Former Secretary of State, Donald Rumsfeld made a relevant and somewhat poetic speech, unintentionally pointing to another polarization of information in the form of knowns and unknowns. "There are known knowns. These are things we know that we know. There are known unknowns. That is to say, there are things that we now know we don't know. But there are also unknown unknowns. These are things we do not know we don't know."
The fourth part of the polarization, Donald's omission, is unknown knowns. This type of information left unmentioned by Donald is ironically based on going unmentioned. It is information that some have and others are unaware of entirely. It is information that is acted on and held onto, normally held by politicians or equally oligarchical and institutionalized individuals, which the majority are ignorant of. Unknown knowns are secrets known by few among many. Donald and those of his ilk, would rather one not consider there is information falling into the unknown known category. In typical form, Donald left the unsaid type of information unsaid.

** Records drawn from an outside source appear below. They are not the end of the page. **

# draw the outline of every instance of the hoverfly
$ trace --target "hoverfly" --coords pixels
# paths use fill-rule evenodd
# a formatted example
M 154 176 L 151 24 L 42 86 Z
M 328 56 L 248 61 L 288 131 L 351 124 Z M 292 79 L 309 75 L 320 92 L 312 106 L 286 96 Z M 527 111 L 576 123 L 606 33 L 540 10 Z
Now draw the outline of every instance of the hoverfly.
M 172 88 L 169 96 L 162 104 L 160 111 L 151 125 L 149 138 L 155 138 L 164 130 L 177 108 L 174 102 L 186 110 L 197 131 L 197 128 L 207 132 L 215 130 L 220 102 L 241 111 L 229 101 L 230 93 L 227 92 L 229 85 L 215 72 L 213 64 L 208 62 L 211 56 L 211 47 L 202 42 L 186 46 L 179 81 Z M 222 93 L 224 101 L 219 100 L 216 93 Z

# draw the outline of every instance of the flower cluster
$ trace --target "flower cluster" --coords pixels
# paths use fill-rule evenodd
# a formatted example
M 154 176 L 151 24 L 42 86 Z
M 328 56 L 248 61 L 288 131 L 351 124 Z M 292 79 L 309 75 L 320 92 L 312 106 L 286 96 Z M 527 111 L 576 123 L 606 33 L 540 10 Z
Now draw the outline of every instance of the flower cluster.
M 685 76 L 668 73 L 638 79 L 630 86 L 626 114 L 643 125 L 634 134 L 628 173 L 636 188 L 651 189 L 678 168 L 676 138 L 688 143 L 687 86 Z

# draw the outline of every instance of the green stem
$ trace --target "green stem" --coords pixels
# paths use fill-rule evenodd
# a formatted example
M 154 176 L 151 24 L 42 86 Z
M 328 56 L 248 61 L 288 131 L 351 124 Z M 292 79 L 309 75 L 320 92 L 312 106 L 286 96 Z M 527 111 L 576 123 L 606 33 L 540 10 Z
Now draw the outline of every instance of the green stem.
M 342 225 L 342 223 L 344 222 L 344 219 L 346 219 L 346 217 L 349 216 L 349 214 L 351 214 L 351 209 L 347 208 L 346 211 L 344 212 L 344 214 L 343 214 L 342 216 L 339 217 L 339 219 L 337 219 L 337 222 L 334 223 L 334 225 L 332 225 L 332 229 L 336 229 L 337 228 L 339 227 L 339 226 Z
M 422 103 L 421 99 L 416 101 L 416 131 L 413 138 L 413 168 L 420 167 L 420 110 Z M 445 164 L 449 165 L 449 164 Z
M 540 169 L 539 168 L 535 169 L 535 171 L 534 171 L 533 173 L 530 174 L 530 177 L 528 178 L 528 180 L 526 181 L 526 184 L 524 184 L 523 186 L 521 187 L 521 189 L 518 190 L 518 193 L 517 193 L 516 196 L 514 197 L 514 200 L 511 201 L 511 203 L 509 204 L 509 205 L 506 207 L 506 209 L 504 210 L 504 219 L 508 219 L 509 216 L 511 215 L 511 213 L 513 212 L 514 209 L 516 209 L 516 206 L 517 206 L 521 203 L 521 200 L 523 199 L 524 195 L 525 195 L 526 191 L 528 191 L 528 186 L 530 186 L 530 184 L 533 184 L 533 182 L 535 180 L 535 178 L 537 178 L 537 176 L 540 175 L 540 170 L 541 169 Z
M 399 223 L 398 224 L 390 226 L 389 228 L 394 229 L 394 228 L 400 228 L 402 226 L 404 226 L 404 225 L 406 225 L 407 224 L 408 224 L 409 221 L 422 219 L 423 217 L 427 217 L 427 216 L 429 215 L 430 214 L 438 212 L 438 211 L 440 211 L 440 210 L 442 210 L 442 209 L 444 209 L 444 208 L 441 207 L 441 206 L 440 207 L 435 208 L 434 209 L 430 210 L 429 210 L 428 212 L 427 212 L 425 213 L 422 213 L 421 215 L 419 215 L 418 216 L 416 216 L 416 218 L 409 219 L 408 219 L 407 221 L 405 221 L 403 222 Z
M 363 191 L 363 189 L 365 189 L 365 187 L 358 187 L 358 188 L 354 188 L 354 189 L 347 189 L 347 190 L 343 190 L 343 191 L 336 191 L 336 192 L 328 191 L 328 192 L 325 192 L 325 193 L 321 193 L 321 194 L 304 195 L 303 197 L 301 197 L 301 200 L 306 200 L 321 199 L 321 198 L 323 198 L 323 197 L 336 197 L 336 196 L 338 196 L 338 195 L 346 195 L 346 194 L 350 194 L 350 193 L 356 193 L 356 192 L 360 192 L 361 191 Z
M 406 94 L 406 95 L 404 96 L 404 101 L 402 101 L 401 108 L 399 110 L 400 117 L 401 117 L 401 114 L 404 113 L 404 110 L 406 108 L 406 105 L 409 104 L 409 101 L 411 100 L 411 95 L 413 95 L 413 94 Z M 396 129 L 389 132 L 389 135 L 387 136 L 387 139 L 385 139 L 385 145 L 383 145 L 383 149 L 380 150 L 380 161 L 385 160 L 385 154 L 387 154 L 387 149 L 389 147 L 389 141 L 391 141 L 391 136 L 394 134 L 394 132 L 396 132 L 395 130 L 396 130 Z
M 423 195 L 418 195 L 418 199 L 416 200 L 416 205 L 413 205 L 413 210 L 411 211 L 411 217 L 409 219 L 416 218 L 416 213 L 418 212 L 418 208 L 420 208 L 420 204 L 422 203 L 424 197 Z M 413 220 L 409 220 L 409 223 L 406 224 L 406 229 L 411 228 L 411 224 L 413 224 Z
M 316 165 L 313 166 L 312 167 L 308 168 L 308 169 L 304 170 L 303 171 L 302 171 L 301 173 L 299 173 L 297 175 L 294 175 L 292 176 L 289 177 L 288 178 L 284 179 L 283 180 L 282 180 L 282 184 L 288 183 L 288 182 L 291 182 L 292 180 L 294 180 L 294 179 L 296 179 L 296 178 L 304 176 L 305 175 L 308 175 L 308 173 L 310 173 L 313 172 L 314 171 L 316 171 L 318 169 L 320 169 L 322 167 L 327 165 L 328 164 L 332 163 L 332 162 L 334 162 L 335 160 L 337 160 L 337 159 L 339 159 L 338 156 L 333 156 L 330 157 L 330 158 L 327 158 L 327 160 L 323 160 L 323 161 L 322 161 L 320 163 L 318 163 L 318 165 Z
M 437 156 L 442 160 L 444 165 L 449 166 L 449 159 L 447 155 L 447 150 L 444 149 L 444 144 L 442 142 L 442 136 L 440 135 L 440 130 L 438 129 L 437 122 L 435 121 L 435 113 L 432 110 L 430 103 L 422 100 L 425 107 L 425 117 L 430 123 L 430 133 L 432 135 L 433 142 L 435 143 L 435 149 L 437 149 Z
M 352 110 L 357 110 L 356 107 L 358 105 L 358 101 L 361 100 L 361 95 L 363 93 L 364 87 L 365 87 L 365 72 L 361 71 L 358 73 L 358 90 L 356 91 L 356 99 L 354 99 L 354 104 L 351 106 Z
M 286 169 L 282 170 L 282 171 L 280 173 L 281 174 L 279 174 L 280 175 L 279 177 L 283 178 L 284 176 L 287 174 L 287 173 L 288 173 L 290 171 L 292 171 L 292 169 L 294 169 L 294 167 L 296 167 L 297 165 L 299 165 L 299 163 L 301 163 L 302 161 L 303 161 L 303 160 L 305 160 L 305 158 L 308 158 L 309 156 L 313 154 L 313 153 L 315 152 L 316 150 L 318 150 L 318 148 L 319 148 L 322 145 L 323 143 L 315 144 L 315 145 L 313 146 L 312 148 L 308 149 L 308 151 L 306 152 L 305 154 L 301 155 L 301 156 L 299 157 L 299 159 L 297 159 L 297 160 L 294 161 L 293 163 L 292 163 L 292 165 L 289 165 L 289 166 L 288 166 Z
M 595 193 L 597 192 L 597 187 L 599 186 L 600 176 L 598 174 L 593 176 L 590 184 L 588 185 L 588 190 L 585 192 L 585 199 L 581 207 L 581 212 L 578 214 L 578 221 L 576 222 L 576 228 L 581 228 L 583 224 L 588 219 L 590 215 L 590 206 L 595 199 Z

The number 4 looks like a cutter with a handle. And Four is Occam's Razor. Conceptualizing conditions with four assists in slicing away the superfluous and enables getting to the bottom of a situation, understanding. Occam 's razor is representative of the theory that entities must not be multiplied beyond necessity. Scientists and philosophers use the theory to better understand conditions, however Albert Einstein may have summed up the notion best "Make everything as simple as possible, but not simpler."